Lavelle agreed, splitting up the kids and sending them to live with “third-party” local families in the Magdalena area. The children were not allowed contact with either Holcomb or Stuteville or each other, including Holcomb’s two adult children who are not party to the case.

Since then, three of the younger children have turned 18 and are no longer under the court’s rule. Two of them have reunited with Holcomb, denied any suicide pact or abuse and disclosed to law enforcement what they know about Stuteville’s actions the day Holcomb was injured, though no charges have ever been brought against him as a result. The whereabouts of the third grown child are undisclosed.

That leaves the youngest child – a boy, 12 – in one home and the twin girls in another. There has yet to be any movement toward reunification or, at a minimum, visitation nearly 3½ years later.

That’s a long time in kid years.

You met this family in a column published on Dec. 18, and you’re welcome to refresh your recollection of the bizarre details there. (http://www.abqjournal.com/1108002)

Clearly, though, many of you came away from that column with little sympathy for either adult.

“Yeah, the man is a cad,” one reader wrote. “That does not mean the woman is a victim.”

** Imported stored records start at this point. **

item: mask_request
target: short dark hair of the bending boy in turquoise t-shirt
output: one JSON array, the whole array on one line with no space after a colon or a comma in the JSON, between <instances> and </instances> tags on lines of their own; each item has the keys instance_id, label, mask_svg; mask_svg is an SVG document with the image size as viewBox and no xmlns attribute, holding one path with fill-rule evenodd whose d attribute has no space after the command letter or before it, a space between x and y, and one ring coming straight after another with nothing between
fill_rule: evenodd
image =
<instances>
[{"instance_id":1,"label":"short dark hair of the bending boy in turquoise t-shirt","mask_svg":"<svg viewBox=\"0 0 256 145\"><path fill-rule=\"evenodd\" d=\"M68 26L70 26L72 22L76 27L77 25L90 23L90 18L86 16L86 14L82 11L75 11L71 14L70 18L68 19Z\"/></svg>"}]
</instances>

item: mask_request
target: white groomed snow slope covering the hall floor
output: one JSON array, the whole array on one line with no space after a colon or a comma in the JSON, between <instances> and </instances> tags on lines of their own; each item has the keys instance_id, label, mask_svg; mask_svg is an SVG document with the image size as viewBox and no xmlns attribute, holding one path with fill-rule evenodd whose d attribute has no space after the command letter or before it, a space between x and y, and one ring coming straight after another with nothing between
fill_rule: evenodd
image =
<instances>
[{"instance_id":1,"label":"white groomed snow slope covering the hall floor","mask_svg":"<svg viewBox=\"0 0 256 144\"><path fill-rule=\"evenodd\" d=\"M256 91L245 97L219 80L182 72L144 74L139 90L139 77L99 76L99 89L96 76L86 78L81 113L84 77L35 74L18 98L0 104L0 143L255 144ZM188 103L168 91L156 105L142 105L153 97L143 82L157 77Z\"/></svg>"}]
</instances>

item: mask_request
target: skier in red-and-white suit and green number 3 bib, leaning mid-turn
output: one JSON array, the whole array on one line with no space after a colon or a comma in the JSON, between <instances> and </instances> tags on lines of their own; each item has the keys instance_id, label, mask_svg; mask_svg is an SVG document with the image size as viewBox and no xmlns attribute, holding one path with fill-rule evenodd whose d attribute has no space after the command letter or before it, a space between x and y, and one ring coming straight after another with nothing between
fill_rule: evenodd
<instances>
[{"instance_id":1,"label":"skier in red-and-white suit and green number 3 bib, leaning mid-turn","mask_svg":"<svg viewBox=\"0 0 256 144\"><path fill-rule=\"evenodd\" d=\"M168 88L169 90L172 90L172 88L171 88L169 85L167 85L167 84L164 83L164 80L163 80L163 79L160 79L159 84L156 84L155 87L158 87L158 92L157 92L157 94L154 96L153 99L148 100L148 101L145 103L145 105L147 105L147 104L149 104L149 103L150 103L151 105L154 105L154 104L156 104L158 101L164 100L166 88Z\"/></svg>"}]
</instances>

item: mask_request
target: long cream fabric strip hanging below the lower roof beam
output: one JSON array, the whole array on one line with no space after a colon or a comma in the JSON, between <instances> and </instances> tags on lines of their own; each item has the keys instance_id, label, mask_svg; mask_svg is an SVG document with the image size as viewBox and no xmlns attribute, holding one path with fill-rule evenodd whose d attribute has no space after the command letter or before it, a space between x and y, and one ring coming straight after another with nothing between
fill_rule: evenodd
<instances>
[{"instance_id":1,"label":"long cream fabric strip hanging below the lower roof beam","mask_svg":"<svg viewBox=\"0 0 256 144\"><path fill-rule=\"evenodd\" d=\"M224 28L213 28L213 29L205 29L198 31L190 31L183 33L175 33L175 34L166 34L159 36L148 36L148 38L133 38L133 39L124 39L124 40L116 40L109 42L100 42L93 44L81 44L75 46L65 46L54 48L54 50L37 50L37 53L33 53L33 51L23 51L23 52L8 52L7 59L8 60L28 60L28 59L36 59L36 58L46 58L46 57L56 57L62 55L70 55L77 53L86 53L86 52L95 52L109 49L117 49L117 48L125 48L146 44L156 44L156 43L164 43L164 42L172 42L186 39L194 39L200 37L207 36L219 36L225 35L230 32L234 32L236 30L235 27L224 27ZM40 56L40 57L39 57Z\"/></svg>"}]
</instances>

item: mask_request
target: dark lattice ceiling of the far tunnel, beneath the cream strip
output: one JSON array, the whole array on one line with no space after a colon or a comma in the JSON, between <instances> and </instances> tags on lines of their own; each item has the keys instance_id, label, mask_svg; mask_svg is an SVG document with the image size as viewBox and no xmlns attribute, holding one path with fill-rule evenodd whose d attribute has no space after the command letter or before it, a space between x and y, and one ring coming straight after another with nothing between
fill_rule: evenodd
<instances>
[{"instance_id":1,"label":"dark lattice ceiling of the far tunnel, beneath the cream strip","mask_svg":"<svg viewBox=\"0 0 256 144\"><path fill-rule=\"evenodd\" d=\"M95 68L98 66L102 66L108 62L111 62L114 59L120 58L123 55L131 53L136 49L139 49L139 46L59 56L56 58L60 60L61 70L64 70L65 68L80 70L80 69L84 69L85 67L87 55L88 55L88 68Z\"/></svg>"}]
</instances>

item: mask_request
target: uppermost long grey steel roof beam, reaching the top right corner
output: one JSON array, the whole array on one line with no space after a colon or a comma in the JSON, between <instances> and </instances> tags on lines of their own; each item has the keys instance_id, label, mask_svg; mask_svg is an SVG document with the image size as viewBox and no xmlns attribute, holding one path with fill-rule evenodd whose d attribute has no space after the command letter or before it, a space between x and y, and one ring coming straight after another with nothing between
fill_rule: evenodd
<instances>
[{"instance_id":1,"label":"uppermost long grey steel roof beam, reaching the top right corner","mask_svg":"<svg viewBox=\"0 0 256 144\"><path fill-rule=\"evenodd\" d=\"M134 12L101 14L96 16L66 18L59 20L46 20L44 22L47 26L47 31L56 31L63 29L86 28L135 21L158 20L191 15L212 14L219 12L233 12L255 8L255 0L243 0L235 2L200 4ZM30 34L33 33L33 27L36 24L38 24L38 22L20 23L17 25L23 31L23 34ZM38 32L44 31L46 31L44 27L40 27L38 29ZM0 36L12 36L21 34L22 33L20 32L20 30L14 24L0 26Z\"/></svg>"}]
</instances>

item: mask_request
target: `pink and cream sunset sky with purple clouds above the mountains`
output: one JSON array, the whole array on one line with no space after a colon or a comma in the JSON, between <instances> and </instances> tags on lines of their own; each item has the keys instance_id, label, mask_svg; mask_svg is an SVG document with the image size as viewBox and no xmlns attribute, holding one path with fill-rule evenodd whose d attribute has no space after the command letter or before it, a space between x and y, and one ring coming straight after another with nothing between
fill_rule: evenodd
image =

But let’s at least agree that the most concerning victims are the children, whose hopes and desires too easily get lost in the heat of a contentious custody battle.

GALs and court-appointed experts are paid at a hefty cost to the warring parties to be the voice of these children. But sometimes it’s unclear whose voices these experts are paying heed to.

During a hearing Friday, Lavelle declared that the Holcomb-Stuteville case should be considered the “most important” one by all parties, then refused to hear anything more than a few matters only tangentially dealing with the children.

That, even though GAL Cass broke down in tears and announced she was immediately resigning from what she termed the “most difficult” case she has ever had, asking the court to order that the parties pay her the $14,379.53 still owed her and alerting the judge that the family caring for the 12-year-old boy wanted out of the case “in the next few days.”

Outside the courtroom sat the woman in whose home the twin girls are residing. She was there, she said, because neither she nor the girls felt like the judge was receiving enough information through the GAL and that the girls were hurting and frustrated that no one seemed to be listening to them.

They wanted, she said, to return home to their mother and to visit Stuteville, though both said they believed he had tried to harm their mother.

She wanted to give the judge the letters the girls had written. They had asked for that much.

“I’m not asking for anyone’s pity or attention,” wrote one of them. “I’m simply asking for a life I can move on with. A life I don’t have to be ashamed to tell anyone. I want to be able to move on and continue to live it. … I’m simply asking you to actually read what I have to say and take it into consideration of your decision.”

After 1½ hours, the hearing concluded. The letters were never accepted.